Kedutaan Besar Republik Indonesia (KBRI) di London secara resmi melaporkan Tia Emma Billinger, yang dikenal sebagai bintang porno Bonnie Blue, kepada otoritas Inggris. Laporan ini terkait dugaan aksi provokatif yang dilakukan Bonnie Blue di depan gedung KBRI London pada 15 Desember 2025 waktu setempat.
Juru Bicara Kementerian Luar Negeri (Kemlu) RI, Yvonne Mewengkang, pada Rabu (24/12/2025), menyatakan Indonesia menyesalkan tindakan tak pantas Bonnie Blue yang melecehkan simbol nasional. Rekaman aksi tersebut diketahui telah beredar luas di media sosial.
Dapatkan berita menarik lainnya di mureks.co.id.
“KBRI London telah menyampaikan pengaduan resmi kepada otoritas terkait di Inggris, termasuk Kementerian Luar Negeri Inggris dan kepolisian setempat, untuk penanganan lebih lanjut sesuai hukum, prosedur, dan kewenangan yang berlaku,” tegas Yvonne.
Yvonne menekankan bahwa Bendera Merah Putih merupakan simbol kedaulatan dan kehormatan bangsa Indonesia yang wajib dihormati oleh siapapun dan di manapun. Ia menambahkan, kebebasan berekspresi tidak dapat digunakan sebagai pembenaran untuk merendahkan simbol negara lain.

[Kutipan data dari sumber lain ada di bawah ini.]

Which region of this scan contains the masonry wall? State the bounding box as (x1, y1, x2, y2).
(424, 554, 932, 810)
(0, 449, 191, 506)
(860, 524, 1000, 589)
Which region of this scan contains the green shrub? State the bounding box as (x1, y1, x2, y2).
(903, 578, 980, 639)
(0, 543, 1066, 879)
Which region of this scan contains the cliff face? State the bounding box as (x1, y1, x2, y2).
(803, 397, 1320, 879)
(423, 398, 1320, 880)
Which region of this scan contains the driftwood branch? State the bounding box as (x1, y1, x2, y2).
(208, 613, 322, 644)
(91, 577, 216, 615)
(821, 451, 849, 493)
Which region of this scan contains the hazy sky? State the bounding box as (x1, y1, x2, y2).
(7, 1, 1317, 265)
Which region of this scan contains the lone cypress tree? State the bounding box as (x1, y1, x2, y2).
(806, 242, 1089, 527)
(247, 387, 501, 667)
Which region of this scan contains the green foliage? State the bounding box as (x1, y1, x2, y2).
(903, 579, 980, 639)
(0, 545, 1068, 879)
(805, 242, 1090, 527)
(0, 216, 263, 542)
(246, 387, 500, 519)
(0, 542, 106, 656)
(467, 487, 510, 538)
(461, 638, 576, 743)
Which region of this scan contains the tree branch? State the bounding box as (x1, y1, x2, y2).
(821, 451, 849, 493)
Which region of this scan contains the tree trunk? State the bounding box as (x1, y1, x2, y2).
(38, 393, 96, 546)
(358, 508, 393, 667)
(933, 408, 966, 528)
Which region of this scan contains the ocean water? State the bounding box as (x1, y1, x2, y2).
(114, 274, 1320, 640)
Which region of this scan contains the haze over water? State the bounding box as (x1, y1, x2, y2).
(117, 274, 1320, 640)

Semua pihak, menurutnya, harus menghormati prinsip saling menghormati dalam hubungan antarnegara.
Yvonne berharap masyarakat menyikapi peristiwa ini secara bijak dan tidak terprovokasi. Ia juga memastikan bahwa Bonnie Blue telah dideportasi dari Indonesia dan dikenai penangkalan masuk RI selama 10 tahun. Sanksi ini dijatuhkan atas pelanggaran keimigrasian dan pelanggaran hukum lain yang dilakukannya saat berada di Bali.
Kasus ini bermula dari keresahan masyarakat terkait aktivitas Bonnie Blue dan belasan warga negara asing (WNA) lain yang dinilai mengganggu ketertiban umum di Bali. Bonnie Blue kemudian ditangkap oleh Polres Badung di sebuah studio di Pererenan pada 4 Desember 2025.
Meskipun dugaan tindak pidana pornografi tidak terbukti dengan dalih konten hanya untuk kepentingan pribadi, polisi tetap memproses Bonnie Blue atas dugaan pelanggaran lalu lintas. Bonnie Blue dan para WNA tersebut diketahui masuk ke Indonesia dengan visa kunjungan saat kedatangan (VoA), namun justru menggunakannya untuk aktivitas produksi konten komersial yang berpotensi menimbulkan keresahan masyarakat.
Pelaksana Tugas Direktur Jenderal Imigrasi, Yuldi Yusman, dalam pernyataan tertulisnya pada Senin (22/12), menjelaskan alasan penjatuhan sanksi. “Kami menjatuhkan sanksi penangkalan selama 10 tahun karena aktivitas tersebut tidak selaras dengan upaya pemerintah dalam menjaga citra pariwisata Bali yang berkualitas dan menghormati nilai budaya lokal,” ucap Yuldi.